L'Explication Prémisse
Un contrat devient « caduc » (c’est‑à‑dire qu’il cesse de produire des effets) si un élément essentiel sur lequel il reposait disparaît. Quand plusieurs contrats servent à réaliser une même opération globale, la disparition d’un des contrats peut rendre caducs : (a) les contrats devenus matériellement impossibles à exécuter et (b) ceux pour lesquels le contrat disparu était la raison déterminante qui avait poussé une partie à consentir. Cette caducité ne joue cependant que si la personne contre laquelle on invoque la caducité connaissait, au moment où elle a accepté, l’existence de l’opération d’ensemble.
Vous achetez un bateau et, séparément, vous louez une place de port parce que la possibilité d’accoster est essentielle à votre achat. Si la location de la place de port tombe et qu’il est désormais impossible d’utiliser le bateau comme prévu, le contrat de vente et/ou la réservation du port peuvent devenir caducs : notamment si vous aviez acheté le bateau surtout pour cette place et si le propriétaire de la place savait, lors de la conclusion, que les deux contrats faisaient partie d’une même opération (achat + place). En revanche, si le propriétaire de la place ignorait que la place était déterminante pour votre achat, vous ne pourrez pas invoquer la caducité contre lui.
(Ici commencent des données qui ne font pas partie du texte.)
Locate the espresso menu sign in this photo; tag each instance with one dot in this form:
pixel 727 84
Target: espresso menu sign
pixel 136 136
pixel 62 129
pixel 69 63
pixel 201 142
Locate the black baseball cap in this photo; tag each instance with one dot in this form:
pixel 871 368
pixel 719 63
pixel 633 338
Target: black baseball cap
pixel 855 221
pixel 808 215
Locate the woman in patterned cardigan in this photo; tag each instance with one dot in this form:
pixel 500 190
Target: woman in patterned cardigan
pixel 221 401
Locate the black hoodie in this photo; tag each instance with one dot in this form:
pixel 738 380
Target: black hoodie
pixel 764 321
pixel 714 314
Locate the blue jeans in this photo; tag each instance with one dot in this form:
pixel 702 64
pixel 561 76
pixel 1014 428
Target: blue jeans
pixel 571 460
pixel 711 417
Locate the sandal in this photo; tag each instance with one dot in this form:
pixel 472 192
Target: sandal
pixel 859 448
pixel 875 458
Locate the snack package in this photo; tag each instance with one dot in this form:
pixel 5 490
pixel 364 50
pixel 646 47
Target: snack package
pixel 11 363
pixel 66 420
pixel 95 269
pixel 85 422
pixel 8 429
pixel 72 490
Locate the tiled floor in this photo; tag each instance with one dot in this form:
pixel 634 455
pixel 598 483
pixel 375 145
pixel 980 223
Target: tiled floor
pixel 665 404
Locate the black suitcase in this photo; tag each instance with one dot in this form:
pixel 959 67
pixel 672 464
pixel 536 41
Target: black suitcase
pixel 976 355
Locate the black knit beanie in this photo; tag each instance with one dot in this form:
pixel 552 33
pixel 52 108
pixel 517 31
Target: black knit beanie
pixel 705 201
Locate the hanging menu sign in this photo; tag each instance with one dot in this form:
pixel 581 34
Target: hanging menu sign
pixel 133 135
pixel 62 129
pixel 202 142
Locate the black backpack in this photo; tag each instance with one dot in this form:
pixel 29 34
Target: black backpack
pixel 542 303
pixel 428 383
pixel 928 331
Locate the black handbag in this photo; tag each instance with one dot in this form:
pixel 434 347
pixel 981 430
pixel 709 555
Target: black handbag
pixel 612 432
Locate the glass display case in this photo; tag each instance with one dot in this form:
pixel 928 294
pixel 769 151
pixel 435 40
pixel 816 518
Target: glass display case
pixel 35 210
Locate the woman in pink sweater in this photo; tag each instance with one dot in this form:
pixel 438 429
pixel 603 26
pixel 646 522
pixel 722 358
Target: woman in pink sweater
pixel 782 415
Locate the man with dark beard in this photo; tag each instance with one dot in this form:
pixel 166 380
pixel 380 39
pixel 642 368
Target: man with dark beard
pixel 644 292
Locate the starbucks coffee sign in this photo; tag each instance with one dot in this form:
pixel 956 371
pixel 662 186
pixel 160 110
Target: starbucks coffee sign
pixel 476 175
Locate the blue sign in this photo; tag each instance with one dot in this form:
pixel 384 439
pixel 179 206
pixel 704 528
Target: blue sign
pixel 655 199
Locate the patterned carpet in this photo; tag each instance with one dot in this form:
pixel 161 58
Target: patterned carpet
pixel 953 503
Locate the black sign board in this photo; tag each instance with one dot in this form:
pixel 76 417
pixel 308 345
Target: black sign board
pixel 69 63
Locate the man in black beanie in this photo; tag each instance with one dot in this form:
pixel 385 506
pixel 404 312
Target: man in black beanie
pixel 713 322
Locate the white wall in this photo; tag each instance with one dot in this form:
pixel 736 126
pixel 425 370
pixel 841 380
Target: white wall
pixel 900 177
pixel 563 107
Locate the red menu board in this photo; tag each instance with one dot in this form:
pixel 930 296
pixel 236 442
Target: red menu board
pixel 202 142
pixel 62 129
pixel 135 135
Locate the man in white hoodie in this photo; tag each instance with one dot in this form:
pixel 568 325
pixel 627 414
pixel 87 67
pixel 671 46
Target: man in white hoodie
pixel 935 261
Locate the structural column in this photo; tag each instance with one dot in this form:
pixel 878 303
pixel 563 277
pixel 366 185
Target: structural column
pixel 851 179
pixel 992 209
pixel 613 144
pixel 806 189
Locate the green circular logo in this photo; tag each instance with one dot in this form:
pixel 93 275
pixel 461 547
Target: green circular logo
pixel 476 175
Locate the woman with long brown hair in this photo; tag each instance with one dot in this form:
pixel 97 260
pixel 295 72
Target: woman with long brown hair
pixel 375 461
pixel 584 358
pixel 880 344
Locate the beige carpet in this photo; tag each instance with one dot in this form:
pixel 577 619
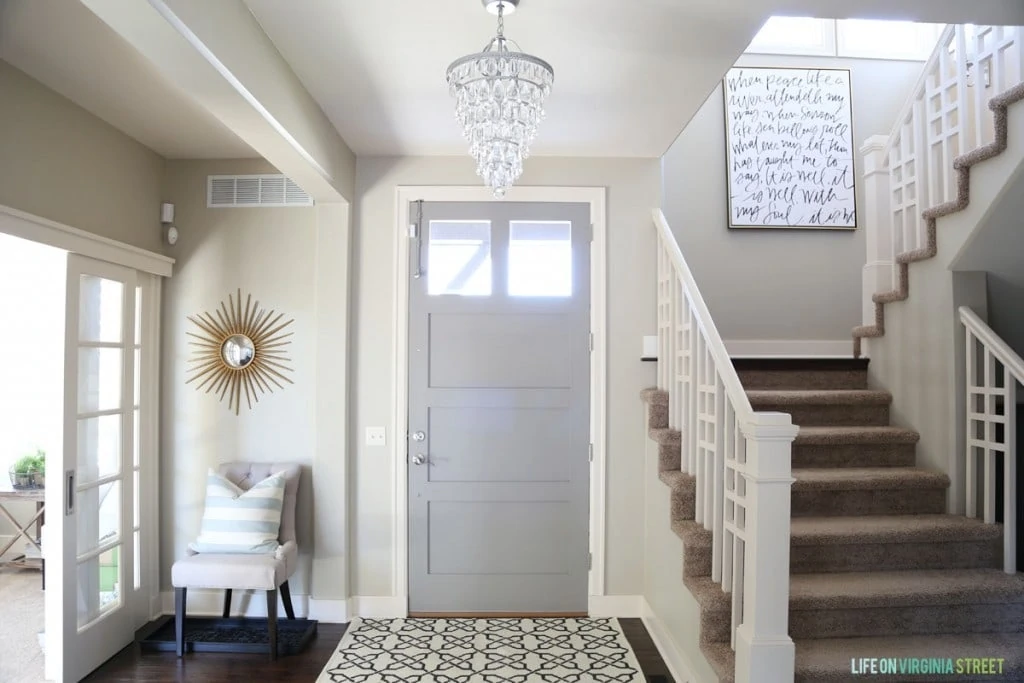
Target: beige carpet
pixel 22 619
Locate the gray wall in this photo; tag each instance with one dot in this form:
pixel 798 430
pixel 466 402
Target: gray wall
pixel 996 249
pixel 775 284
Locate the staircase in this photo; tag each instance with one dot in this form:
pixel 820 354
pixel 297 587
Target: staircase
pixel 878 569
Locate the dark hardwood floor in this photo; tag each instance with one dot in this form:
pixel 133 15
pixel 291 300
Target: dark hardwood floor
pixel 132 666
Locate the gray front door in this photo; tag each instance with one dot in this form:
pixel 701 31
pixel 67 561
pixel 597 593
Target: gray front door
pixel 499 409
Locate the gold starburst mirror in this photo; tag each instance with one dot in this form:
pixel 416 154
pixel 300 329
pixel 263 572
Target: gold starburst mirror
pixel 240 351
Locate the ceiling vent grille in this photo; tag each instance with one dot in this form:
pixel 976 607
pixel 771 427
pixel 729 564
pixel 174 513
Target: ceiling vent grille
pixel 254 190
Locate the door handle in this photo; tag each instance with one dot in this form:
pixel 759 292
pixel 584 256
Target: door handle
pixel 69 493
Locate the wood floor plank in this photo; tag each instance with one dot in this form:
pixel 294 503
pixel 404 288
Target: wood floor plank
pixel 133 666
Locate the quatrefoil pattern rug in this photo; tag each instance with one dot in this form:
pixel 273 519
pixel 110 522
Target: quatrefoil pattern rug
pixel 482 650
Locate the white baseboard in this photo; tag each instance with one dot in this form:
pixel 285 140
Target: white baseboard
pixel 791 348
pixel 600 606
pixel 678 664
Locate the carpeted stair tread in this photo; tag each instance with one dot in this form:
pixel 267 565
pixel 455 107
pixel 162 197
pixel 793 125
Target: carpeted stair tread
pixel 855 435
pixel 890 528
pixel 819 397
pixel 866 478
pixel 907 589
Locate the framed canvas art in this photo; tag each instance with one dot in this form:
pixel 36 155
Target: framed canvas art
pixel 790 153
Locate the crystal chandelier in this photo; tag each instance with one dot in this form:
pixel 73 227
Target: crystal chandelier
pixel 500 96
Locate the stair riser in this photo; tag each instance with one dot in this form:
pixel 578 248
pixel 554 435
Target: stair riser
pixel 828 415
pixel 893 556
pixel 853 623
pixel 872 455
pixel 868 502
pixel 803 379
pixel 869 557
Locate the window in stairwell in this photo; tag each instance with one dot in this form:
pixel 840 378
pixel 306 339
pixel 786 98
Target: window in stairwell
pixel 873 39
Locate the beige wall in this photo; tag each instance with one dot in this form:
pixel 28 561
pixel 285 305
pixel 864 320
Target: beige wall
pixel 775 284
pixel 267 253
pixel 633 191
pixel 59 162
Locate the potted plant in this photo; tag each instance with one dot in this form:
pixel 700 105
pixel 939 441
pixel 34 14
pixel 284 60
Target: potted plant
pixel 29 471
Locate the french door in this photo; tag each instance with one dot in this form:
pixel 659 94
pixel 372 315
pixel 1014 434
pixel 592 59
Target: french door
pixel 93 504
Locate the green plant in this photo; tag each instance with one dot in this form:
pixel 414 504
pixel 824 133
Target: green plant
pixel 31 463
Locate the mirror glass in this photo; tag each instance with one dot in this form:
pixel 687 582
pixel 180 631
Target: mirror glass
pixel 238 351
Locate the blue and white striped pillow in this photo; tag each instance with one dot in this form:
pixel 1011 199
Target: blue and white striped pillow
pixel 241 521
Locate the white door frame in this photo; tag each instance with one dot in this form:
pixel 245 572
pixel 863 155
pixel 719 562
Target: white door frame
pixel 596 198
pixel 43 230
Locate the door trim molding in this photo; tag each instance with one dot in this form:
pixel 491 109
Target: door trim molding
pixel 596 198
pixel 43 230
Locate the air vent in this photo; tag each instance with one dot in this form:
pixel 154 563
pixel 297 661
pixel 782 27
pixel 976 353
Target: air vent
pixel 254 190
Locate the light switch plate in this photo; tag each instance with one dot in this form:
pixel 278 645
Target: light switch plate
pixel 376 436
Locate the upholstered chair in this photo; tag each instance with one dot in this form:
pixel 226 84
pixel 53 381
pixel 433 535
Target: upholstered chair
pixel 267 571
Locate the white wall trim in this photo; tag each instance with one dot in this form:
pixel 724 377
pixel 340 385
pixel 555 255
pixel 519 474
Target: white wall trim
pixel 596 198
pixel 791 348
pixel 623 606
pixel 43 230
pixel 679 665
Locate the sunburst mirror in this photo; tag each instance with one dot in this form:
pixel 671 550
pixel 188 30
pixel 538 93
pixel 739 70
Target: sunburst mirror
pixel 240 351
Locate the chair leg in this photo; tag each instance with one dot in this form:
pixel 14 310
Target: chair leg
pixel 179 620
pixel 271 622
pixel 286 597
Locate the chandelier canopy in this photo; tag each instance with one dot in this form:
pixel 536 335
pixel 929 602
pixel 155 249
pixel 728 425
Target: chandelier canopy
pixel 500 96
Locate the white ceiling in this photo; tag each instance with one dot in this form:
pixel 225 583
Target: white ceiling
pixel 68 48
pixel 628 74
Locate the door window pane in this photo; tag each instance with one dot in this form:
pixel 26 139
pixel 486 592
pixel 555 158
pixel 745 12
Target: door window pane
pixel 459 258
pixel 98 512
pixel 540 258
pixel 100 310
pixel 98 379
pixel 98 447
pixel 98 586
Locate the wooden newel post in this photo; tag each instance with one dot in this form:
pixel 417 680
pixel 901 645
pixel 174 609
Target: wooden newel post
pixel 764 649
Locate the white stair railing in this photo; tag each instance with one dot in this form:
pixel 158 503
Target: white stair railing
pixel 740 462
pixel 946 116
pixel 993 371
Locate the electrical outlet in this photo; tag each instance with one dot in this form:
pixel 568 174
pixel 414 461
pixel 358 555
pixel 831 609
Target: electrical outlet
pixel 376 436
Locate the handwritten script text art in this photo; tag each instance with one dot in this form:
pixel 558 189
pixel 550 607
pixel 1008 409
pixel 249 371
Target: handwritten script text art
pixel 790 147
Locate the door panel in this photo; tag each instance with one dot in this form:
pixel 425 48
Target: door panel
pixel 96 543
pixel 500 389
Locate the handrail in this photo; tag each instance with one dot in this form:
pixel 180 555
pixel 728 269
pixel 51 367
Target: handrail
pixel 918 91
pixel 992 371
pixel 738 463
pixel 994 343
pixel 730 379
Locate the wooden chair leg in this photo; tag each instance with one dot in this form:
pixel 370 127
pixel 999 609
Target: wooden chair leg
pixel 271 622
pixel 179 620
pixel 286 597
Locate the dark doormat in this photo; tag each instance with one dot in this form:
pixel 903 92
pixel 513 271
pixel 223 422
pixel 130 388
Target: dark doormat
pixel 231 635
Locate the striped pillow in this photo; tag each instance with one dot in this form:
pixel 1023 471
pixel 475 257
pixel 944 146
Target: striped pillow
pixel 241 521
- La caducité intervient quand un élément essentiel du contrat disparaît.
- S’applique aussi aux ensembles de contrats destinés à une même opération globale.
- Sont caducs : les contrats dont l’exécution devient matériellement impossible et ceux pour lesquels le contrat disparu était une condition déterminante du consentement d’une partie.
- Exigence de connaissance : la caducité ne peut être invoquée que si le cocontractant connaissait l’existence de l’opération d’ensemble au moment où il a consenti.
- La caducité est distincte de l’inexécution fautive ou de la résolution : elle résulte de la disparition d’un élément essentiel, pas nécessairement d’une faute.